# Belleisle golf course.



## sydney greenstreet (Jul 31, 2013)

Without doubt the BEST municipal golf course I have played. All the greens are in fantastic condition running true and a pleasure to putt on, fairways are in good nick and the rough is not too penal. Bunkers are the kind that private members clubs would envy, the course at just over 6,000 yards (yellows) is not long compared to others but does test your golf with precision rather than length off the tee's required. All in all a fantastic course with which I had the pleasure to play along with a 3 ball who invited me to join them while waiting at the 1st tee.


----------



## davie24 (Jul 31, 2013)

Totally agree with the above,played it a few weeks ago and it was in fantastic condition.
In fact going back tomorrow with 3 guys from work.


----------



## sydney greenstreet (Jul 31, 2013)

davie24 said:



			Totally agree with the above,played it a few weeks ago and it was in fantastic condition.
In fact going back tomorrow with 3 guys from work.
		
Click to expand...

Take a snorkel with you supposed to be heavy rain the morra.


----------



## Darth Fader (Jul 31, 2013)

Always in great nick when i have played it.


----------



## Farneyman (Aug 1, 2013)

Played their Open last Sunday and after brutal rain all morning it stopped for my tee time 

Super course and no visible lying water on the course. A great test.


----------



## davie24 (Aug 1, 2013)

sydney greenstreet said:



			Take a snorkel with you supposed to be heavy rain the morra.
		
Click to expand...

The weather was good,no rain what so ever.The sun even made a welcome appearance for a couple of hours.The course is in brilliant condition apart from a few flooded bunkers.


----------



## Bobirdie (Aug 2, 2013)

Played it a few weeks ago and really enjoyed it.

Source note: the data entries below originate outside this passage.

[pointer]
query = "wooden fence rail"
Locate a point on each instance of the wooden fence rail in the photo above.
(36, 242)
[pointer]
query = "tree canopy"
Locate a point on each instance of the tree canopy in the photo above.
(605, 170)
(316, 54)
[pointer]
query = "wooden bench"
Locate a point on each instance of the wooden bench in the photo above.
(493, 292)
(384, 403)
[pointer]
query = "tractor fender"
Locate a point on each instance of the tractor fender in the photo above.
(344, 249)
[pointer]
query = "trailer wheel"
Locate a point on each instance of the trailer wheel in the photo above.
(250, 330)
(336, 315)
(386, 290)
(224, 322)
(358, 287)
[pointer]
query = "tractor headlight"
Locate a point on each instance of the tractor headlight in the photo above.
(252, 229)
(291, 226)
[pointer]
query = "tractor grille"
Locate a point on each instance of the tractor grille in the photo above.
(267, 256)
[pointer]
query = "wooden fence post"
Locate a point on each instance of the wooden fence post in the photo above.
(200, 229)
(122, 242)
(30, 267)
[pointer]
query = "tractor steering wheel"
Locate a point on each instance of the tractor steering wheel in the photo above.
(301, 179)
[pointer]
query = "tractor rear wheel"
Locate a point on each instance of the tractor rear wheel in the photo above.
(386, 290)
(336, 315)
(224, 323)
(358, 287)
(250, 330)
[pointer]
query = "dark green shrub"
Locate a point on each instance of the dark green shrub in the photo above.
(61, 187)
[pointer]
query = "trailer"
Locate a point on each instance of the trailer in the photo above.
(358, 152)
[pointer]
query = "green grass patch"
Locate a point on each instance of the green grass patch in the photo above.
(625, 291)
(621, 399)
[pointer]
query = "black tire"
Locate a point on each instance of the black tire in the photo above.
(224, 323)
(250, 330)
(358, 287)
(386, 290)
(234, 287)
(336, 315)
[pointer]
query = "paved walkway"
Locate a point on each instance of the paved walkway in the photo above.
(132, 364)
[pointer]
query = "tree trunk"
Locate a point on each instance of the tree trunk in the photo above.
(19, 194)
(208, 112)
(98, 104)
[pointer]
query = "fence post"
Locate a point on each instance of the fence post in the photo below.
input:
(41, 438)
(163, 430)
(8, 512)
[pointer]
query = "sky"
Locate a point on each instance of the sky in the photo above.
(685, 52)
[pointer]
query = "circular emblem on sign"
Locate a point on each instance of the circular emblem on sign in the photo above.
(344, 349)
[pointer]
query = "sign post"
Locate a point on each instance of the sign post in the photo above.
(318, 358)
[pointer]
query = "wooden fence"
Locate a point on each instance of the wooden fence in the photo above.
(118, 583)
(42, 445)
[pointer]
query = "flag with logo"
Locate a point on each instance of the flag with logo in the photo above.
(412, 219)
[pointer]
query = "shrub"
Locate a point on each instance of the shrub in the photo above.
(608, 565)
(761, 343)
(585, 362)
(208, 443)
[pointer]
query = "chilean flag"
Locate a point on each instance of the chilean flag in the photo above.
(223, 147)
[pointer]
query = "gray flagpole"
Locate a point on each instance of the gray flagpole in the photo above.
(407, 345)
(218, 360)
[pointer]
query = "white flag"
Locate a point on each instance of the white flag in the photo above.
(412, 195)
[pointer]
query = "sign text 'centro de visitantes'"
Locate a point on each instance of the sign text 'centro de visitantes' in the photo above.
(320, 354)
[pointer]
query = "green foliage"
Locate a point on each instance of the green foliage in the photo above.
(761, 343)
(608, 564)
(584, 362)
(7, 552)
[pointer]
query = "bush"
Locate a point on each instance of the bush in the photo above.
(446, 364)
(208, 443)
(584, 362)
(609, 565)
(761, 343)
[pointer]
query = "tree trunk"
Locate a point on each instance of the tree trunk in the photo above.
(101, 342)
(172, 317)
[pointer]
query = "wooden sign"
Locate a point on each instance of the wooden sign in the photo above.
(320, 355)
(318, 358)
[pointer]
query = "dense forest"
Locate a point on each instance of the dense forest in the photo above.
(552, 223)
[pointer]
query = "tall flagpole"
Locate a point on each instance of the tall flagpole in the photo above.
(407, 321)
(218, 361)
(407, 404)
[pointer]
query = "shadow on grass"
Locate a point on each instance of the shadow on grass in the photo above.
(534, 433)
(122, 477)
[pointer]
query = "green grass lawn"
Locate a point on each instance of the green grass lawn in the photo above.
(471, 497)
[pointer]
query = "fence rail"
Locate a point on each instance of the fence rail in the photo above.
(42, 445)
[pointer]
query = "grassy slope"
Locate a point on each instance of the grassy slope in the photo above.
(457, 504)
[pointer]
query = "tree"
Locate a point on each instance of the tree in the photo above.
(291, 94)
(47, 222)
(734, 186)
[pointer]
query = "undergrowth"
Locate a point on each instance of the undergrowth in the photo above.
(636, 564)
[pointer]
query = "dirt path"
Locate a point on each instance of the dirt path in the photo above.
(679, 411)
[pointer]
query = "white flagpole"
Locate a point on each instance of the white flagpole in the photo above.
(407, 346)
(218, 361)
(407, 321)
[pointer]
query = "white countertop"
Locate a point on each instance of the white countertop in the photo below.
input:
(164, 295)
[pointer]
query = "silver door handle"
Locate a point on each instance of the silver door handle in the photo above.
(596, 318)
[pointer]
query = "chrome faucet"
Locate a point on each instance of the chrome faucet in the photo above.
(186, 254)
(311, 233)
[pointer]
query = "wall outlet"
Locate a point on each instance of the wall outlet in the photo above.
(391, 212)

Greens were quite slow but rolled smoothly.

That 18th tee shot is a bugger.  No idea your ball was dead 240 yards up the middle lol


----------



## sydney greenstreet (Aug 2, 2013)

Bobirdie said:



			Played it a few weeks ago and really enjoyed it. Greens were quite slow but rolled smoothly.

That 18th tee shot is a bugger.  No idea your ball was dead 240 yards up the middle lol
		
Click to expand...

Yip the only bunker of the day I landed in was the one at the end of the 18th fairway.


----------



## Crawfy (Aug 4, 2013)

Still got my voucher from The Sottish Golf show to use up on it. It's one of the few Ayrshire Muni courses I've still to play. Think ill be be heading down at the end of the month. I've read some exciting plans for the new hotel too. Great to hear about such investment.


----------



## sydney greenstreet (Aug 4, 2013)

Crawfy said:



			I've read some exciting plans for the new hotel too. Great to hear about such investment.
		
Click to expand...

Still early on with the work as they were hammering away when I got there, I heard it is going to be a private company/Investor with plans to hire it out for weddings/Functions. Hope they build a decent car park too my only gripe about the place


----------